Celebrate the transition

It doesn’t take much to publicly wish a departing employee well, to throw a small celebration, to coach the outgoing person if asked, and to listen and receive fair criticism at the moment of the exit interview. 

Feel good about the former employee’s success

And sometimes, the story that results is one that joins the ranks of super-tales, to be told again and again.  I’m sure many of you have heard this story from me in one form or another.  Here it is in the context of a leader’s responsibility.  And not to spoil it for those who haven’t heard it, your groans of sympathy are certainly allowed…

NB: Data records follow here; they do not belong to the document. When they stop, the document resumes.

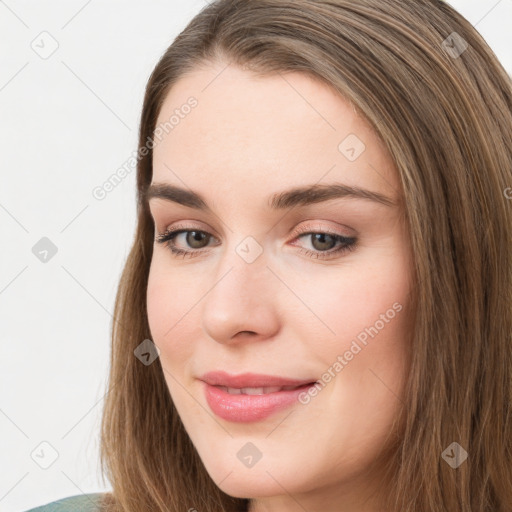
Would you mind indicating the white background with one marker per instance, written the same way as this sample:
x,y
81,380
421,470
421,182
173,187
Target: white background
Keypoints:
x,y
66,124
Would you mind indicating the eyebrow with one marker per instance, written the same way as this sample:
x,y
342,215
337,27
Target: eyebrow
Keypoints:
x,y
301,196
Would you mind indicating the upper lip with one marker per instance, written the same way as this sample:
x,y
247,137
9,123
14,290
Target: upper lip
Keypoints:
x,y
250,380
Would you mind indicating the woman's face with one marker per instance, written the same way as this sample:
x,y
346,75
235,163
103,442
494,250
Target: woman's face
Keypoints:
x,y
306,287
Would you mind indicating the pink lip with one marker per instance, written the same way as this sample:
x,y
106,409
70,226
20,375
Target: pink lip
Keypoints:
x,y
250,380
248,408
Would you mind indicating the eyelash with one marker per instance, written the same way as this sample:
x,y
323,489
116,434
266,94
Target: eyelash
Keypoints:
x,y
168,236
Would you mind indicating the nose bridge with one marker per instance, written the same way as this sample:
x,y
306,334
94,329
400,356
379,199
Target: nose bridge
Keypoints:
x,y
240,297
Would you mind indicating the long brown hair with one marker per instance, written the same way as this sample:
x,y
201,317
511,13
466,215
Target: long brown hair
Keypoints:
x,y
437,96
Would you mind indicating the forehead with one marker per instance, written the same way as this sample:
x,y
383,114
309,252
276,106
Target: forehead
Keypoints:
x,y
251,132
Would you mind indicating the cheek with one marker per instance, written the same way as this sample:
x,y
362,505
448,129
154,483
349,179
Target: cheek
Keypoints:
x,y
170,301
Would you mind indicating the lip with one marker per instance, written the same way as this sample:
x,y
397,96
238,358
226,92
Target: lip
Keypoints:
x,y
250,380
250,408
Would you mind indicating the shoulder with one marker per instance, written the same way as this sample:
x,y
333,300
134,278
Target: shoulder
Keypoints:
x,y
78,503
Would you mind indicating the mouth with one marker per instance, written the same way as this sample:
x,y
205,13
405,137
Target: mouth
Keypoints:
x,y
261,390
252,404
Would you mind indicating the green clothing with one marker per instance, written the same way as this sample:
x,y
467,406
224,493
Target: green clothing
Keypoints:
x,y
78,503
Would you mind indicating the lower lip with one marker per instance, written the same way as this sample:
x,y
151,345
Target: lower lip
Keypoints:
x,y
247,408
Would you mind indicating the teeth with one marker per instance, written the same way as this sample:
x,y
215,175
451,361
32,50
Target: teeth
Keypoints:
x,y
256,391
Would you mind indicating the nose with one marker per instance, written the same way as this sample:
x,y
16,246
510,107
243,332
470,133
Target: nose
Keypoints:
x,y
242,301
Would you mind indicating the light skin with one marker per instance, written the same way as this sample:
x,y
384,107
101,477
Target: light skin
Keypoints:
x,y
287,313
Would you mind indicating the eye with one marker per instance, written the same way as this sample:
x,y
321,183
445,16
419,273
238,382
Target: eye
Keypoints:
x,y
324,243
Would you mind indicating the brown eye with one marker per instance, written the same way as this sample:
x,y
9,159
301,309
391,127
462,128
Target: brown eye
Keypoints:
x,y
195,239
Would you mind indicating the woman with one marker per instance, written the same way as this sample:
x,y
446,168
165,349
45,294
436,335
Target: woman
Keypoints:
x,y
255,368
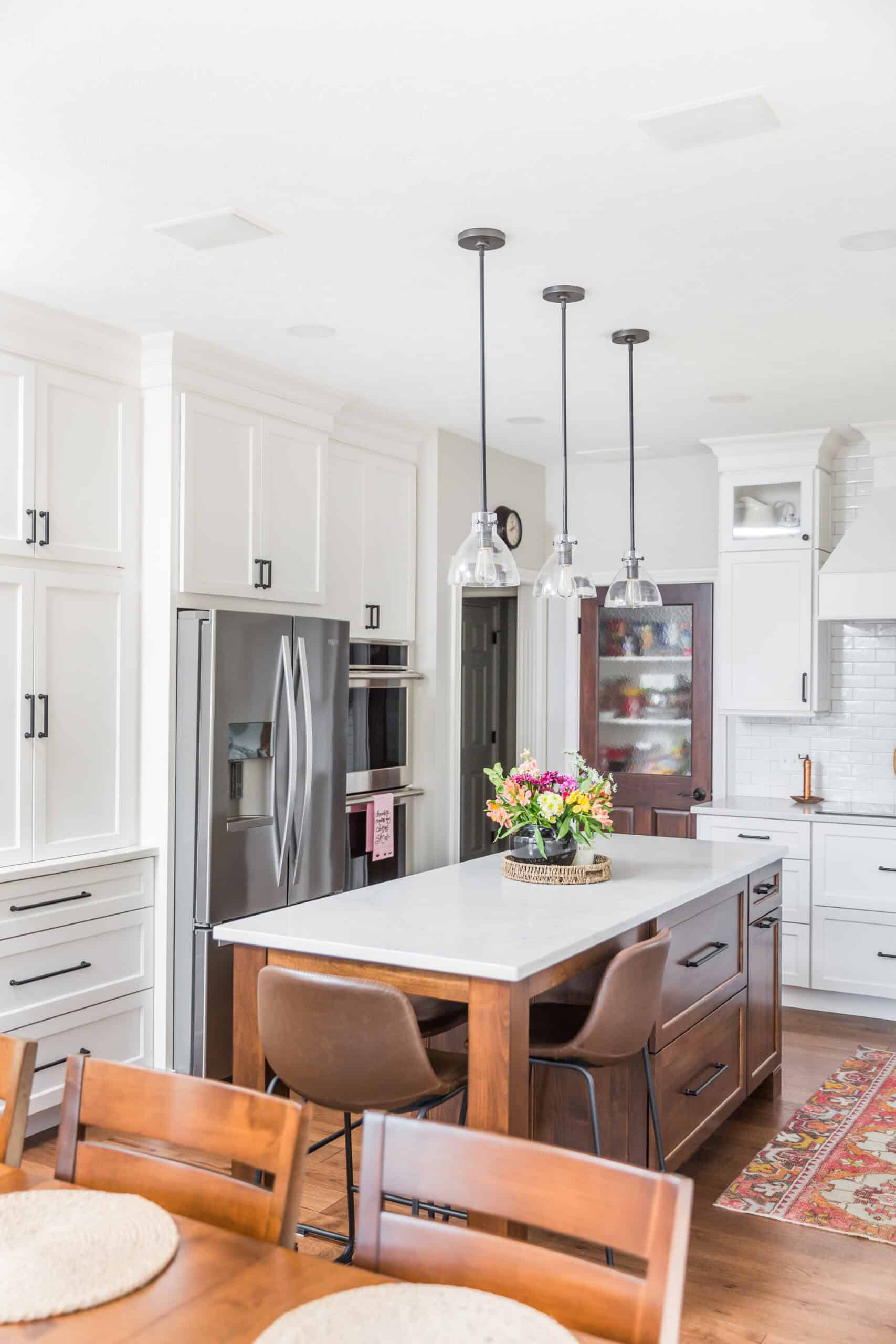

Here is one such departure story I tell often.

[Email readers, continue here…] Tom rose through the programming ranks to become the chief architect of my software company, with 26 programmers in his fold.  The company had grown to 233 employees and served 16% of all automated hotels worldwide at that time.  Each week, Tom and I would have an informal lunch and discuss issues that ranged far and wide.  Tom almost always had ideas to contribute, particularly about marketing programs and opportunities.

How to handle it when a valued employee wants to move on?

One day Tom came to me and said, “I want to transfer to marketing. I am tired of programming.”  “But Tom”, I protested,” you are in charge of the family treasure.  All of us depend upon you.  Oh, the humanity…”  Tom insisted, and nothing I could say would stop him from resigning, selling his home, and moving away. Five years later, I received an email from Tom.  I keep that email in my leather note portfolio, carrying it with me wherever I go, pulling it out often to read portions to audiences during my workshops, or just for fun to fellow private equity investor friends. 

An email to preserve and show

“Hello again, Dave,” it began. “After looking around a lot, I have landed as employee number seven at a Seattle-based startup called Amazon.com.”  Tom goes on to extol the opportunities, describe his job in marketing with creative opportunities at every turn, and then… “My founder is in round two of capital-seeking, looking for increments of $100 thousand, and if you’d like, I’d be happy to introduce you…”

In one of the most understated several word paragraphs in history, I responded by email, “Gee, Tom. Good to hear from you.  Keep me informed.”  After recounting this story, I then ask my audience to guess what an August 1995 angel stage investment in Amazon might have been worth at the IPO just a few years later, getting lots of range in the responses.  The answer is $33 million.  $33 million return from $100 thousand investment, or 330 to1. That story always gets a laugh as most everyone of us recalls the deal we didn’t do, the investment we didn’t make, the opportunity we shunned that turned to gold.

And it can get better over time

After telling that story to a large audience at an international meeting of early-stage investor group managers, two of them pulled me aside as I came off the stage, showing me their iPad graph of where Amazon had grown to by then. If held for all those years, that $100 thousand investment would have been worth over three billion, they stated. 

Wow!

So, you never know what good things will someday come, especially from talented, driven associates you nurtured but released into the wild when their time came.  Or whether you should invest in those who introduce you to a new opportunity as a result.